A variational-difference method for numerical simulation of equilibrium capillary surfaces

Abstract

Objectives. A variational-difference method for numerical simulation of equilibrium capillary surfaces based on the minimization of the energy functional is proposed. As a test task a well-known axisymmetric hydrostatic problem on equilibrium shapes of a drop adjacent to a horizontal rotating plane under gravity is considered. The mathematical model of the problem is built on the basis of the variational principle: the shape of the drop satisfies the minimum total energy for a given volume. The problem of the functional minimization is reduced to a system of nonlinear equations using the finite element method. To solve the system a Newton's iterative method is applied.Methods. The variational-difference approach (the finite element method) is used. The finite linear functions are chosen as basic functions.Results.
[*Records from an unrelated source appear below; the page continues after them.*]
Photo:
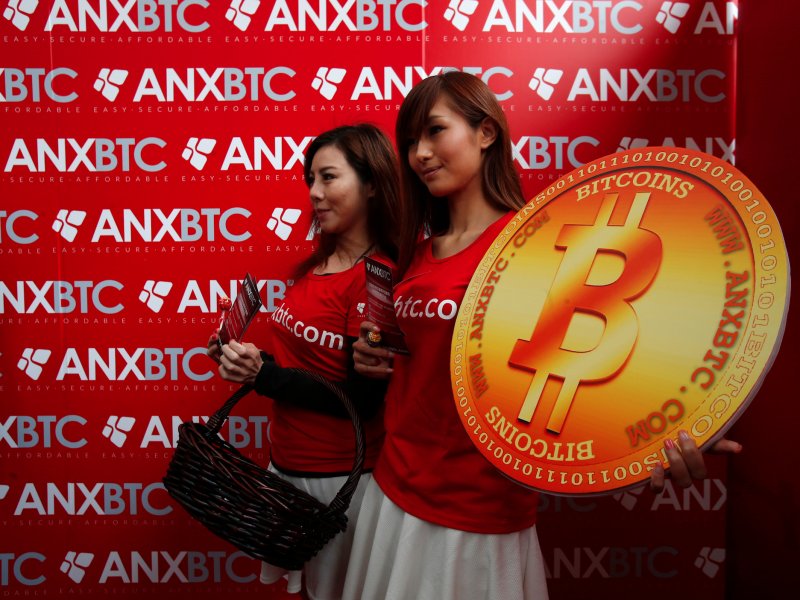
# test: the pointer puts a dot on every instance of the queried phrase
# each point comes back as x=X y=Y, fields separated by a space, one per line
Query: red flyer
x=241 y=313
x=380 y=306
Equilibrium shapes of a drop on a rotating plane are constructed by the finite element method in a wide range of defining parameters: Bond number, rotational Weber number and wetting angle. The influence of these parameters on the shape of a drop is investigated. The numerical results are matched with the results obtained using the iterative-difference approach over the entire range of physical stability with respect to axisymmetric perturbations.Conclusion. The finite element method responds to the loss of stability of a drop with respect to axisymmetric perturbations. Therefore it can be used to study the stability of the equilibrium of axisymmetric capillary surfaces.